ドラえもん新旧オープニング・テーマで見る、現代社会の闇

当記事における旧ドラえもんオープニング・テーマ(以下、旧テーマ)は、1979年から2005年までバージョンを変えつつも主題歌であった『ドラえもんのうた』を指します。また新ドラえもんオープニング・テーマ(以下、新テーマ)は、2007年から現在までの主題歌『ゆめをかなえてドラえもん』を指します。旧テーマは初代ドラえもんのオープニング・テーマではありませんが、バージョンを変えつつ26年という長い期間主題歌であったため、数あるドラえもん関連の曲の中で最も認知された曲だと言えます。いっぽう新テーマは、声優陣が一新したドラえもん以降の主題歌で、まもなく10年目を迎えます。今の小学生が言う「ドラえもんうた」は、十中八九この新テーマのことです。

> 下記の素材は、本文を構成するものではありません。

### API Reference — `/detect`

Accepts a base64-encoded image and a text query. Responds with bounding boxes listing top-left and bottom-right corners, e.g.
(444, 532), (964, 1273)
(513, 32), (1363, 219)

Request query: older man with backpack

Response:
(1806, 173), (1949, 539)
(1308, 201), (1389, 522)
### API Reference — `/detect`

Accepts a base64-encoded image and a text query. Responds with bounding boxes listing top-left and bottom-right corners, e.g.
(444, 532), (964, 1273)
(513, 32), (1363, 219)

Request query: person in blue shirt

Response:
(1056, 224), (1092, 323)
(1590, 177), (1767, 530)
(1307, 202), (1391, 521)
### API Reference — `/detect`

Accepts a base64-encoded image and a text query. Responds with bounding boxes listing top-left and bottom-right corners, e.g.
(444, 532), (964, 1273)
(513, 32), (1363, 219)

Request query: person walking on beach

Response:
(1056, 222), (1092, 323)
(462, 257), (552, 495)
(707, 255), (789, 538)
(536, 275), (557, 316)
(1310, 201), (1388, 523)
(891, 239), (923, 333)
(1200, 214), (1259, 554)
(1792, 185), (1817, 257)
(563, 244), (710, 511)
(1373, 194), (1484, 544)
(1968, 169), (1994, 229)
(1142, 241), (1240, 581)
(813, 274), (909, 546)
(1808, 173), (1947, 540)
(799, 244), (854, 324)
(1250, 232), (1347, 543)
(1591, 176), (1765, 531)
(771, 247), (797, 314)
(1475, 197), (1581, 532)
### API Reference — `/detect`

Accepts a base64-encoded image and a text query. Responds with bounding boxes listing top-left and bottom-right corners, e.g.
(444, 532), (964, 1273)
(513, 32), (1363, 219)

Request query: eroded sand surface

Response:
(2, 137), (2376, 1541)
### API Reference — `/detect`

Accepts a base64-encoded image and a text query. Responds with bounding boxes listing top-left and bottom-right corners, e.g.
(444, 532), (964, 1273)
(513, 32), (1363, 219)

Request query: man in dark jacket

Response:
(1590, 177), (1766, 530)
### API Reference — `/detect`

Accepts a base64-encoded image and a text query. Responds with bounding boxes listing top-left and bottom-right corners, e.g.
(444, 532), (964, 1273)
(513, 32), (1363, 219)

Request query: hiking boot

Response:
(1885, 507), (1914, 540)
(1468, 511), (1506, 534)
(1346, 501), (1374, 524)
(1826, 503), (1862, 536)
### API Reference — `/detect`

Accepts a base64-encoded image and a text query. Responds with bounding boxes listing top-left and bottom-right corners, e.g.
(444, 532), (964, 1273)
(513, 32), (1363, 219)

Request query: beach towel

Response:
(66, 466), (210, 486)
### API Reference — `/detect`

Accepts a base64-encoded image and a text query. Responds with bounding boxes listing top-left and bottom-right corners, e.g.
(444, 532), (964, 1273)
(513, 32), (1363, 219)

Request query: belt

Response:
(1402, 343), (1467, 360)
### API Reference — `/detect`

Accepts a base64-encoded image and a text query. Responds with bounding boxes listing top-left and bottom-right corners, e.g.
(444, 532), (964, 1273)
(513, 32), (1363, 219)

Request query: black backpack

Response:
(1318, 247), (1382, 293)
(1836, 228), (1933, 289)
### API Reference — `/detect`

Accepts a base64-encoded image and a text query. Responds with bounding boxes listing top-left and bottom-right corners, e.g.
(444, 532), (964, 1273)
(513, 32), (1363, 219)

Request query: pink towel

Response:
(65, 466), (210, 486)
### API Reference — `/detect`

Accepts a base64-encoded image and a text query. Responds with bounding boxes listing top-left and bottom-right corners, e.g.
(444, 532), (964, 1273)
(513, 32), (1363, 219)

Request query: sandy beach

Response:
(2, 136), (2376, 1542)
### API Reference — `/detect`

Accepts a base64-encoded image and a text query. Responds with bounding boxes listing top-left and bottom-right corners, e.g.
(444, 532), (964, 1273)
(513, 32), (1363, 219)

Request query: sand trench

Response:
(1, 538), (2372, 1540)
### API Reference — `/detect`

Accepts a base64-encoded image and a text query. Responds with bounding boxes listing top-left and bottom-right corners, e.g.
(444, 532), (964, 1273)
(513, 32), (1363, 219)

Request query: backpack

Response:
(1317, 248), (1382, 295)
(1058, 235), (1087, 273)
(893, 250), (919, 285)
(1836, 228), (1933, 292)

どちらの歌も2番以降の歌詞が存在しますが、テレビで主題歌として使われているのは1番の歌詞だけです。また、曲構成もAメロ、Bメロ、サビで共通しています。1つずつ紐解いていきましょう。

旧テーマのAメロは、「私には様々ながあり、それらを可能にしたい」という主人公の希望から始まります。そして、「それらを可能とする不思議なポケット」の存在をほのめかします。Bメロに入り、主人公は「空を自由に飛びたい」という具体的な達成目標を提示します。すると、ドラえもんが「タケコプター!」と絶叫しながら登場、不思議なポケットから道具を取り出して主人公に差し出します。そしてサビに入り、意味深な喘ぎ声と共に、主人公はドラえもんに好意を2度伝えます。以上が旧テーマの概要です。不可解な点も含まれているとはいえ、「主人公の具体的な達成目標の完了と謝辞」という、非常にシンプルでわかりやすい歌詞だと言えます。

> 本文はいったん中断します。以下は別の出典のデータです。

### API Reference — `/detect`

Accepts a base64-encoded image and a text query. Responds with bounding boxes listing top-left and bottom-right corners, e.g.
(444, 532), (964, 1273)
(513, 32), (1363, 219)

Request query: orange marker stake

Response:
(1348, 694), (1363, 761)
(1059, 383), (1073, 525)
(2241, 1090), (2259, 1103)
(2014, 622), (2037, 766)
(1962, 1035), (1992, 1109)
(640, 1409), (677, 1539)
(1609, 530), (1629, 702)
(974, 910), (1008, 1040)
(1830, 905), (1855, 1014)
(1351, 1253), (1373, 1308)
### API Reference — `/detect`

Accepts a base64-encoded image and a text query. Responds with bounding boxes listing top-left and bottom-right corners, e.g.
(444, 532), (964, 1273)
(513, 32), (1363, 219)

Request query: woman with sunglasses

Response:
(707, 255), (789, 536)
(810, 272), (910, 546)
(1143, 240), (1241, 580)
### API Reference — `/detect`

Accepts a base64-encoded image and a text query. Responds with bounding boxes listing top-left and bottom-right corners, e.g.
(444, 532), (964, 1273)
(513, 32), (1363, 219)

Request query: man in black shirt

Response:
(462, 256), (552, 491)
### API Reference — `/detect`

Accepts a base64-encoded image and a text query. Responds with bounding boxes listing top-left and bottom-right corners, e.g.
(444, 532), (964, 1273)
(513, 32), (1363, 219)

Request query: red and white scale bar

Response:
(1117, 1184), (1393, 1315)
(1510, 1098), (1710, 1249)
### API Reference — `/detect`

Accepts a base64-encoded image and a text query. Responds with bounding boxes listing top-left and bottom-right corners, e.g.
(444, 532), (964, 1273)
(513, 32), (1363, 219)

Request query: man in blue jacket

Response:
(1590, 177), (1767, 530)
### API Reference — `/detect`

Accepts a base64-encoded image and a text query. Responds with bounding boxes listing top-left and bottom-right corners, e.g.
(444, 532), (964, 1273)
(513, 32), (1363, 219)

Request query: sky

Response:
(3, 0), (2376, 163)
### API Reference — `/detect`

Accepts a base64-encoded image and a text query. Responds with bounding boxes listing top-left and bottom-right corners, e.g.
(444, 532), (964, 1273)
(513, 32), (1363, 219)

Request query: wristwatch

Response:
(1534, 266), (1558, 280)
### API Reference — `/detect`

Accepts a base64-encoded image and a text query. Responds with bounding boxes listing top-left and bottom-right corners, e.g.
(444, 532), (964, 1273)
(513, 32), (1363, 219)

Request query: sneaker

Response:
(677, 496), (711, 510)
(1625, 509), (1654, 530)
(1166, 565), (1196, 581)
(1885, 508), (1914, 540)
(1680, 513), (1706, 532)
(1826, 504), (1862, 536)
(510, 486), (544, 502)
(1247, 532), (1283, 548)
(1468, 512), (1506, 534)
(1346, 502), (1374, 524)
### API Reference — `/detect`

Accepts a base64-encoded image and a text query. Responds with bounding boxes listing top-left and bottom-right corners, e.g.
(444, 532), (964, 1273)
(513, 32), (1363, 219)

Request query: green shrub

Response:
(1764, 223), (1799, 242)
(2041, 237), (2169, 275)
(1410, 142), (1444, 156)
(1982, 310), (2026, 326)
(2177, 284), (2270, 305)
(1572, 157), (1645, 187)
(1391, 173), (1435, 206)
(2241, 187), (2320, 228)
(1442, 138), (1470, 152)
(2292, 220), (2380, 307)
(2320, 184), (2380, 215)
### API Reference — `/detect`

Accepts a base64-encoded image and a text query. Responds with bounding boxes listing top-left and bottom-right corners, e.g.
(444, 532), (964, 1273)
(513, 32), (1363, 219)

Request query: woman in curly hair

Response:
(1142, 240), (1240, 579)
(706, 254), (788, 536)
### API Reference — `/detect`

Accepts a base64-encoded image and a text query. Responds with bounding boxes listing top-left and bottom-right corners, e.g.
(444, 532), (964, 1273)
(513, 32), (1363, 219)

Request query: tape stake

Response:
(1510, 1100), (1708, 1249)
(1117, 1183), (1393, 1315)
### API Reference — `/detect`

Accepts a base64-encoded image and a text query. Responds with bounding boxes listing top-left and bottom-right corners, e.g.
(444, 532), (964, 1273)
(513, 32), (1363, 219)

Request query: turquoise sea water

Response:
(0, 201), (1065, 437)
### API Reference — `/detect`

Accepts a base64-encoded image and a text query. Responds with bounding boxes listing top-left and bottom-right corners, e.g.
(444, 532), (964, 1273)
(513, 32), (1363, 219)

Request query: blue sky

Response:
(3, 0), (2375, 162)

問題は、新テーマです。まず、Aメロは「私は夢を心の中にいつも描いている」という主人公の傍白から始まる。ここまでは旧テーマとほとんど一緒です。「夢」の部分を「世界地図」に比喩していたり、「自分だけの」という限定を使っていたりしていたりして、旧テーマにはない新しい雰囲気もあります。ところが、ここに突然ドラえもんが現れます。そして、「タケコプター!」と絶叫するのです。主人公はこの時点ではまだ何も具体的な目標設定をしていません。それにも関わらず、ドラえもんはタケコプターを主人公に押し付けるのです。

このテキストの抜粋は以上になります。